О находках на химическом полигоне он не упомянул: зачем лишний раз высовываться?
—
Будущая война станет войной моторов,— чуть ли не в одни голос возразили Тухачевский и Якир.
С точки зрения судей, они вели себя непозволительно. Суд грозил вылиться в давний концептуальный спор.
—
О боеспособности Красной Армии есть кому позаботиться. Это, к счастью, уже не ваша забота! — наиболее рьяным обличителем выказал себя Алкснис.— Здесь не место для академических диспутов. За дымовой завесой вредных теорий скрывается шпионаж... Подсудимый Корк, вы не ответили насчет передачи вами сведений о войсках Московского военного округа представителям немецкого генерального штаба. Когда это было? При каких обстоятельствах?
—
Я неоднократно встречался с немцами на дипломатических приемах, вел разговоры, но сообщал сведения, которые было можно давать.

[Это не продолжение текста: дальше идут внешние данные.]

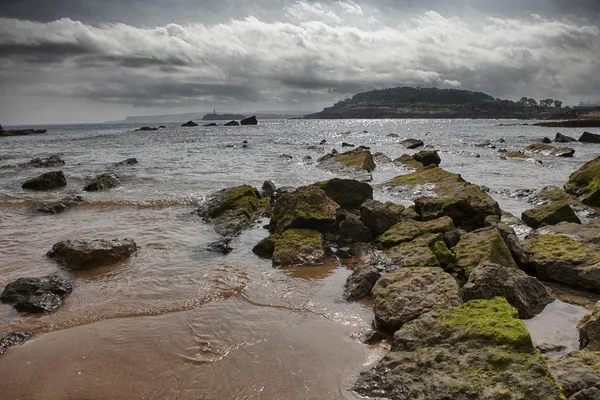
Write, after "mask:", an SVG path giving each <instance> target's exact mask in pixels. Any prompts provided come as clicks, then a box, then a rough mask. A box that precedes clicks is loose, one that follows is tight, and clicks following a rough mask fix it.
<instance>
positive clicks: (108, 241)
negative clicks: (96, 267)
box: [46, 239, 137, 270]
mask: <svg viewBox="0 0 600 400" xmlns="http://www.w3.org/2000/svg"><path fill="white" fill-rule="evenodd" d="M136 250H137V245H136V243H135V242H134V241H133V240H131V239H112V240H105V239H90V240H86V239H76V240H70V239H69V240H63V241H60V242H58V243H56V244H54V246H52V249H51V250H50V251H49V252H48V253H47V254H46V255H47V256H48V257H50V258H52V259H54V260H56V261H57V262H59V263H60V264H63V265H65V266H66V267H68V268H70V269H73V270H83V269H90V268H94V267H97V266H101V265H109V264H114V263H117V262H120V261H123V260H126V259H128V258H129V257H130V256H131V255H132V254H133V253H135V251H136Z"/></svg>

Алкснис попытался уличить Тухачевского и Якира, но безуспешно. Только признание — царица «доказательств» — могло придать должный вес обвинениям в шпионаже.
—
Непосредственно шпионскую работу вы вели с немецким генеральным штабом? — спросил Уборевича Павел Ефимович Дыбенко, председатель Центробалта, легендарный матрос революции, и впервые оторвался глазами от бумаг на столе.
—
Не вел никогда.
На белом поле, на кронштадтском заснеженном льду они стояли рядом по-прежнему: Тухачевский и Путна в краснозвездных шлемах, бородач Дыбенко в лихо сдвинутой на бровь бескозырке...
Ульрих объявил перерыв на один час.
—
Пока я буду в Кремле, вы прекрасна успеете пообедать,— порекомендовал он Зырянову.— Фриновский обещал, что сегодня у них будет что-то особенное...
Мучась теснотой впившегося в располневшую шею воротничка, Ульрих доложил Сталину о ходе процесса. Обрисовал двурушническое поведение Якира («Он еще смел клясться в преданности вождю!») и само собой постарался представить себя в наиболее выгодном свете: изобличил Тухачевского, скрутил Уборевича, укоротил Корка и Фельдмана. Не столько смысл, сколько сам факт доклада в присутствии членов Политбюро имел значение. Как неотъемлемый элемент разделения ответственности.